Tuesday, October 19, 2010

Reading the creatively titled essay by Murphy "The Stock Market." was interesting. I thought the essay in general, especially the introduction was quite a basic outline of what the stock market is. It was an easy read, and quite interesting. The part in the paper where he started talking about how people with the most amount of stock are responsible for making decisions with sometimes millions of dollars at stake, usually make good decisions was interesting. I thought so because I had never really thought of the stock market as an incentive system before. On further thought it makes sense that an incentive system must be in place so that good decisions are made.
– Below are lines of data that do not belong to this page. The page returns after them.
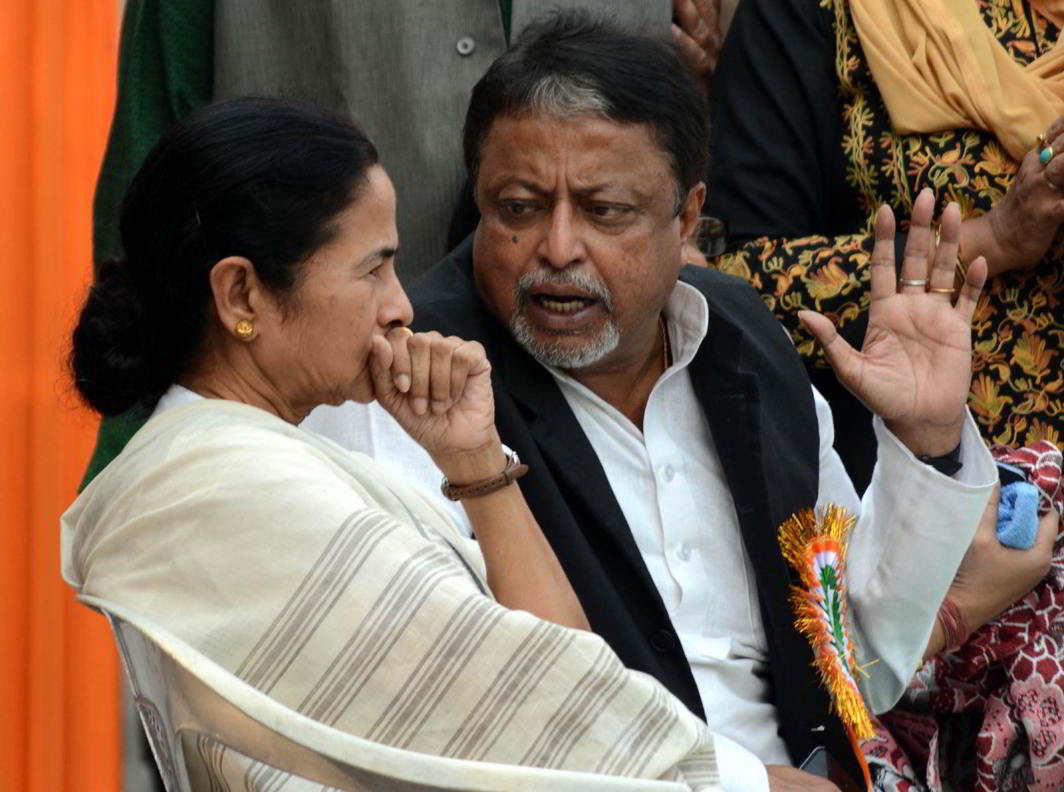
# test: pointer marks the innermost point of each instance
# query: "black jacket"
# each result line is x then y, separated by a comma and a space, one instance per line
759, 406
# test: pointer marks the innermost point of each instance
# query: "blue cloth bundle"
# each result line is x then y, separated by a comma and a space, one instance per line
1018, 515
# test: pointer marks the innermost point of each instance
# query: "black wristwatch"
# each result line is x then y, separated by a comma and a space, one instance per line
947, 464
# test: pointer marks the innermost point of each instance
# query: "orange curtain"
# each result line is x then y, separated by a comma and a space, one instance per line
59, 677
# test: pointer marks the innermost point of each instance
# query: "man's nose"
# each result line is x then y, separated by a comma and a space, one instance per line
563, 244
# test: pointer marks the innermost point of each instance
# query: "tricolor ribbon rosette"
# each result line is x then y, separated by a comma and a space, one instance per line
814, 544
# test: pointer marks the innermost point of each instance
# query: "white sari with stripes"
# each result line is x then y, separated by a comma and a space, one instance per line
323, 579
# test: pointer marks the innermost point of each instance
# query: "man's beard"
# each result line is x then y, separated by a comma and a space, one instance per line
554, 351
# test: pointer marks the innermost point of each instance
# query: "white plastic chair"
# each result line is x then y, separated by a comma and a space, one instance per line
211, 730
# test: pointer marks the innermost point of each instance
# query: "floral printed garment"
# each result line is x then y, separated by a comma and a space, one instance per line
1017, 389
988, 716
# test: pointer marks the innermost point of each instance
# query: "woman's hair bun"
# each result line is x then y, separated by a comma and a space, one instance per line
112, 355
261, 179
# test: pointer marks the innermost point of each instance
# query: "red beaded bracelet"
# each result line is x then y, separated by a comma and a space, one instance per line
953, 625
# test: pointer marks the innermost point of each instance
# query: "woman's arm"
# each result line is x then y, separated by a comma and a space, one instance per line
447, 406
522, 571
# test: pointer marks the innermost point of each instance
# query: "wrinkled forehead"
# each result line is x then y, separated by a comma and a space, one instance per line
575, 151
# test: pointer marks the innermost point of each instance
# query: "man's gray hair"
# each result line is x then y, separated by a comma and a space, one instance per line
561, 96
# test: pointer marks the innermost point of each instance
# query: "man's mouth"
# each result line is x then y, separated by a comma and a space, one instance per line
563, 303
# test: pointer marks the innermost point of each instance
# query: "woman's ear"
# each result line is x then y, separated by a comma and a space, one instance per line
236, 294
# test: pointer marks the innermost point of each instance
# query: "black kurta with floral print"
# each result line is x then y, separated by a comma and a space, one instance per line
804, 153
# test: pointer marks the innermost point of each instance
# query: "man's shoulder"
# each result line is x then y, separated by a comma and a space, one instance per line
445, 298
730, 297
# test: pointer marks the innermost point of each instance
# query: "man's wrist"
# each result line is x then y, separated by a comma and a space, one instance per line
947, 464
930, 443
465, 467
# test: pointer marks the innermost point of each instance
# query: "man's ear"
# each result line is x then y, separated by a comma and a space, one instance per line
236, 293
692, 211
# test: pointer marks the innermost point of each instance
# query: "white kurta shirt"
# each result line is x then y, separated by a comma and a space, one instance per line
913, 529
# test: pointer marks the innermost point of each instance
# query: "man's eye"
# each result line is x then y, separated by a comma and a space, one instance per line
609, 211
518, 209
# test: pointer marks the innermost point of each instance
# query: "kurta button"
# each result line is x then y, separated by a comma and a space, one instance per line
663, 641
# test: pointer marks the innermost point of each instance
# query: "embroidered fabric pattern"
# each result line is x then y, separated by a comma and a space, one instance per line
1017, 388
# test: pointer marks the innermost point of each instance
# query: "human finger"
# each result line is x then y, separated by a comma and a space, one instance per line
944, 271
1046, 537
884, 277
842, 357
1052, 171
1054, 129
381, 355
915, 257
439, 375
462, 363
419, 345
397, 339
974, 281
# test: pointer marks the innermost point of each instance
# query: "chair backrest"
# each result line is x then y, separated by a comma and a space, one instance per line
211, 730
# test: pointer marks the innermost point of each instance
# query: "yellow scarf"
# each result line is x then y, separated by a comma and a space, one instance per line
940, 67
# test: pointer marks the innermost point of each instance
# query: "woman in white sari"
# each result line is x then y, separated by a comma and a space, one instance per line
259, 282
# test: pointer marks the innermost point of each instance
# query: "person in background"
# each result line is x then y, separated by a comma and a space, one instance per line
668, 424
259, 281
825, 111
401, 67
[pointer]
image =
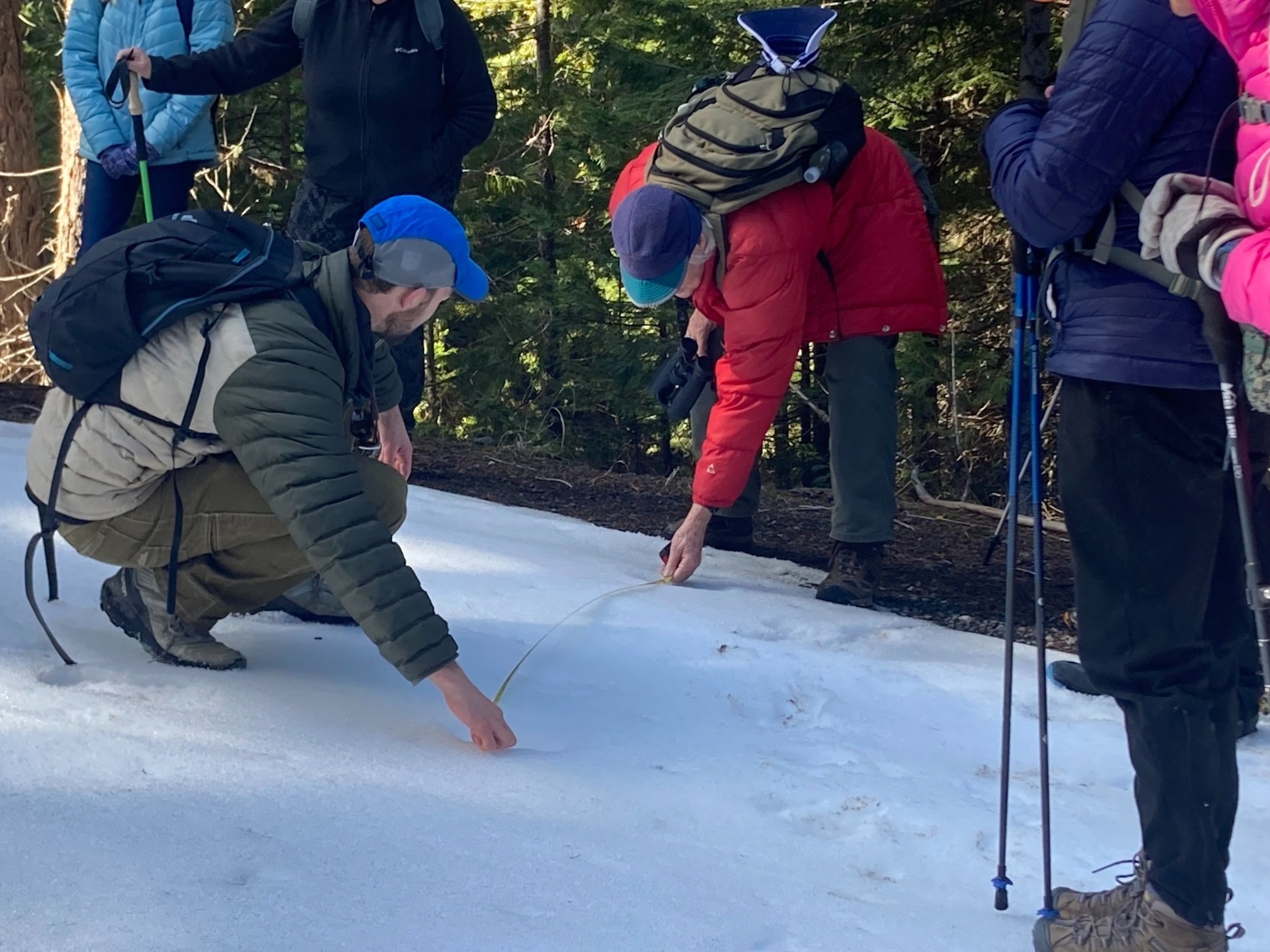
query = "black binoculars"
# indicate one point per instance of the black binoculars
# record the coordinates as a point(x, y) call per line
point(365, 429)
point(681, 380)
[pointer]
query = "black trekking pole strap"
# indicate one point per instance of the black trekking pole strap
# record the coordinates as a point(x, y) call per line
point(116, 82)
point(48, 527)
point(29, 579)
point(179, 437)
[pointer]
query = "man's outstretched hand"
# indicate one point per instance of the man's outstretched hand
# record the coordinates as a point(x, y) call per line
point(685, 554)
point(479, 715)
point(395, 447)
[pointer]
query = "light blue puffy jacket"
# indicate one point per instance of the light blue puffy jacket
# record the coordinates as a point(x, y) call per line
point(178, 128)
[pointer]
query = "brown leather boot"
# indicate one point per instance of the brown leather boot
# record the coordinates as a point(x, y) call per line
point(855, 570)
point(1071, 904)
point(1146, 925)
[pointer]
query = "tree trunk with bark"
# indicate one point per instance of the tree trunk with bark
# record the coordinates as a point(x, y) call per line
point(70, 187)
point(22, 216)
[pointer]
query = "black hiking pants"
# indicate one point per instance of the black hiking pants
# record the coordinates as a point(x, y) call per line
point(329, 219)
point(1164, 616)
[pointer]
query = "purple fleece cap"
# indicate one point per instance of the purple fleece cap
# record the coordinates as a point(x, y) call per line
point(655, 231)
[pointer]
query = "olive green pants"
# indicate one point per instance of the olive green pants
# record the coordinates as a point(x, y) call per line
point(860, 377)
point(235, 554)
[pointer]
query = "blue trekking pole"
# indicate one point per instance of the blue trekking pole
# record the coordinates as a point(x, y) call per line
point(1033, 72)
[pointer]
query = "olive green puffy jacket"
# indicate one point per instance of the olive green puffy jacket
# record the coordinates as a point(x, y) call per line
point(276, 395)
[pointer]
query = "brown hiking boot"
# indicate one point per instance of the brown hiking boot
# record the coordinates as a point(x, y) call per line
point(1146, 925)
point(135, 602)
point(855, 570)
point(1071, 904)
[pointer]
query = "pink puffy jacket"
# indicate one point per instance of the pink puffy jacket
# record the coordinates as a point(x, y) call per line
point(1243, 29)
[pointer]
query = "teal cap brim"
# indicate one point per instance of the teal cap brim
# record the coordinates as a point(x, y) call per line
point(651, 292)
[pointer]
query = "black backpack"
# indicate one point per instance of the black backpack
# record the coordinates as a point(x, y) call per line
point(131, 286)
point(125, 291)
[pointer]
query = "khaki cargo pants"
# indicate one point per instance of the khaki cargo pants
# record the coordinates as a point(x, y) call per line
point(235, 554)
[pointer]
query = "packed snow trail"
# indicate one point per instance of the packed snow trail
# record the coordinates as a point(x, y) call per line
point(725, 766)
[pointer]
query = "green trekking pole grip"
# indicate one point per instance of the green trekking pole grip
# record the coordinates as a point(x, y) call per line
point(139, 132)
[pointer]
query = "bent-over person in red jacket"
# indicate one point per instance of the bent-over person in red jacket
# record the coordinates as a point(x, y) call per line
point(851, 264)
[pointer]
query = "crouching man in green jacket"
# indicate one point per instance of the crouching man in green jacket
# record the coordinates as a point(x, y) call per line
point(272, 490)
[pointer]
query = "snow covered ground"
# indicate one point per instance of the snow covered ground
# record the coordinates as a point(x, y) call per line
point(723, 766)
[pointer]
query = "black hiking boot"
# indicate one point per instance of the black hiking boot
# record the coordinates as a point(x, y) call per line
point(728, 533)
point(310, 602)
point(855, 570)
point(135, 602)
point(1071, 675)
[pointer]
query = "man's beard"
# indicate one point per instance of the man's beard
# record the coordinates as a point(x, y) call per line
point(398, 326)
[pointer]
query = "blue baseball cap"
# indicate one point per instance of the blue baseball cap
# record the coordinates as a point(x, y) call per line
point(418, 244)
point(655, 233)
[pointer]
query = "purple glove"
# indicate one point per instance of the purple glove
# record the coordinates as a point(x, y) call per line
point(132, 154)
point(117, 163)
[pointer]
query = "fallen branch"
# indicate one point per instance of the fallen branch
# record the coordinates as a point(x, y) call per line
point(806, 399)
point(924, 494)
point(31, 174)
point(553, 479)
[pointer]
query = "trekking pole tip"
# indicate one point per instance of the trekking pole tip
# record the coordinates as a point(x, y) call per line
point(1002, 902)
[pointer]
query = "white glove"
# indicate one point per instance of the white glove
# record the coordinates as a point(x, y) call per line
point(1184, 226)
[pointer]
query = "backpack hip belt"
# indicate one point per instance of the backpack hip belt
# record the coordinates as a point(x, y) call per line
point(1254, 111)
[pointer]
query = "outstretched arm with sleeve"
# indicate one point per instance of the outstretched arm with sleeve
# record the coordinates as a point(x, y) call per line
point(1054, 168)
point(763, 334)
point(211, 28)
point(82, 71)
point(267, 53)
point(282, 415)
point(470, 101)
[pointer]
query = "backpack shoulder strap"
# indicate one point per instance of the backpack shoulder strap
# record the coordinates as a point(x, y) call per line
point(1079, 13)
point(303, 18)
point(1105, 252)
point(431, 18)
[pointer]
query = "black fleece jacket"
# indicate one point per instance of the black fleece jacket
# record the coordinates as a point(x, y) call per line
point(381, 119)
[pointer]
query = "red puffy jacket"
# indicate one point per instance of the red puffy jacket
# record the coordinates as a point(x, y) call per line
point(777, 294)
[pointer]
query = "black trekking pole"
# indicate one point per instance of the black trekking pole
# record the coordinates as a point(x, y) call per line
point(1036, 423)
point(1224, 341)
point(1033, 72)
point(1017, 352)
point(123, 79)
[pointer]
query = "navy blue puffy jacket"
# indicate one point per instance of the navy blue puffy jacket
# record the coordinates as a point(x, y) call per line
point(1141, 97)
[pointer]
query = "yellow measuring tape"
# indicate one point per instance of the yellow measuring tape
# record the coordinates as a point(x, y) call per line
point(511, 674)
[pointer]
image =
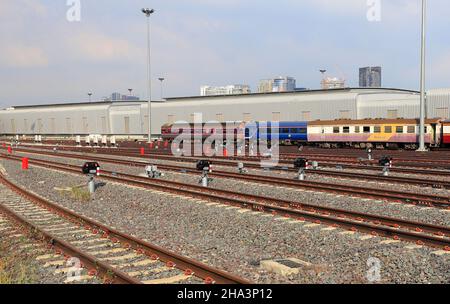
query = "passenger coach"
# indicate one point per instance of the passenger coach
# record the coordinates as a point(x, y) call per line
point(398, 133)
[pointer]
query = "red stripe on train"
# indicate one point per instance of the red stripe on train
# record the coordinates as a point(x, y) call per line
point(446, 139)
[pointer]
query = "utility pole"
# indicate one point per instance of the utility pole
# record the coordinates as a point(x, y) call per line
point(161, 79)
point(148, 13)
point(422, 81)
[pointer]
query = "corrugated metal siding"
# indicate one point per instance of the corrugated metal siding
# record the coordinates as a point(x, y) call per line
point(379, 105)
point(438, 103)
point(353, 103)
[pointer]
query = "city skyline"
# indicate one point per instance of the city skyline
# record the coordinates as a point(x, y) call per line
point(45, 58)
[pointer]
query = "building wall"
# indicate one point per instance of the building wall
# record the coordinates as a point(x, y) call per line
point(438, 105)
point(130, 118)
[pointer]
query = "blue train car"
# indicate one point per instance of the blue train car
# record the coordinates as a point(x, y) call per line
point(289, 132)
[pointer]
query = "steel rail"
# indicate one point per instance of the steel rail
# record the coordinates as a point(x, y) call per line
point(355, 221)
point(398, 196)
point(104, 269)
point(183, 263)
point(227, 160)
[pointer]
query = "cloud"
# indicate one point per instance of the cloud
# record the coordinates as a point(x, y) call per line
point(95, 46)
point(20, 56)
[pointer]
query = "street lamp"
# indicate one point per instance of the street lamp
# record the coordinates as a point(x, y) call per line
point(161, 79)
point(422, 82)
point(148, 13)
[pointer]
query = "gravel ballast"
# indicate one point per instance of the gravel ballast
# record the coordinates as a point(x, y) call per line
point(237, 242)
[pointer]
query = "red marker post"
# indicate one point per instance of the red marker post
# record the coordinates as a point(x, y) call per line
point(24, 163)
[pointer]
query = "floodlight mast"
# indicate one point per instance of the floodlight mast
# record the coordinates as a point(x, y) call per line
point(148, 13)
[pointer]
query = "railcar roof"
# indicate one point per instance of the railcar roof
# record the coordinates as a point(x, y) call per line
point(370, 122)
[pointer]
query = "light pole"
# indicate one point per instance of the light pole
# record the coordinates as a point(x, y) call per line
point(161, 79)
point(422, 81)
point(148, 13)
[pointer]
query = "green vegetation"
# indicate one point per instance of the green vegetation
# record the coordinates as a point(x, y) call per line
point(16, 266)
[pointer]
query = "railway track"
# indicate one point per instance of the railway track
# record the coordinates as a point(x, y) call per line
point(351, 175)
point(435, 167)
point(104, 251)
point(398, 229)
point(397, 196)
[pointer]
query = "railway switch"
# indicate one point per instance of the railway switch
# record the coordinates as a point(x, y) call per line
point(241, 168)
point(152, 171)
point(386, 162)
point(205, 167)
point(91, 169)
point(369, 153)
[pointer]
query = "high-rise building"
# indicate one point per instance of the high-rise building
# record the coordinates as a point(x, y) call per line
point(226, 90)
point(265, 86)
point(370, 77)
point(116, 96)
point(329, 83)
point(279, 84)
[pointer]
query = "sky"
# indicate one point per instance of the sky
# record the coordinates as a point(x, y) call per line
point(45, 58)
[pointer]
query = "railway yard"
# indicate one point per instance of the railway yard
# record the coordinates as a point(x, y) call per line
point(346, 222)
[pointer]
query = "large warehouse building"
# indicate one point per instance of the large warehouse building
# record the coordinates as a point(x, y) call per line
point(129, 118)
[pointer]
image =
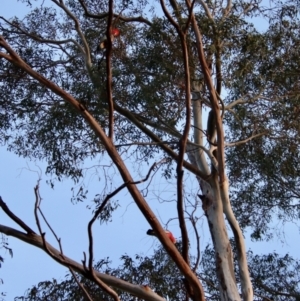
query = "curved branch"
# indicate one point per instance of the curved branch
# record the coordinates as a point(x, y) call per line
point(15, 218)
point(192, 168)
point(245, 140)
point(78, 30)
point(44, 41)
point(246, 285)
point(37, 241)
point(119, 163)
point(124, 19)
However, it should be noted that many companies go bankrupt, others like enron commit fraud, therefore is the incentive not good enough?

I also thought that the example the author used of the acme stock not changing was interesting. Here too I saw the lack of an incentive structure. There obviously doesn’t seem to be a good incentive structure for a speculator to reinvest in stock after selling their share rather than say buy “fancy” clothes! However isint there the incentive that if you invest in more stock you might make more profit later, rather than buying clothes, that usually depreciate in worth (unless you buy a coco chanel vintage trench perhaps).

Also the author points out that Gordon Gekko in the movie “Wall street” was wrong in saying that when you win in the stock market, you do so at someone else’s expense. I think this is incorrect too. My thought son it are that its not about intrinsic worth but about the value the stock has. I would like to compare it to a shoe shopping example. If I had bought a pair of Brian Atwood’s say 10 years ago, and never wore them (that’s like stock right, because you never really use it), and lets say they were a classic black leather pump, 5 inch stiletto (in other words, never went out of date). Ten years ago I was correct in thinking that Brian Atwood was the next big thing even though he was the new kid on the block in shoe design, well today I could probably sell those shoes to someone for a 1000 dollars even though I maybe paid $200 for it. Im not really ripping them off, it is the what having an original Atwood shoe is worth, and that’s what the bidder is happily willing to pay to have perhaps a work of art. Its similar to why people pay a lot more for art as it grows older, or even first publications of famous books.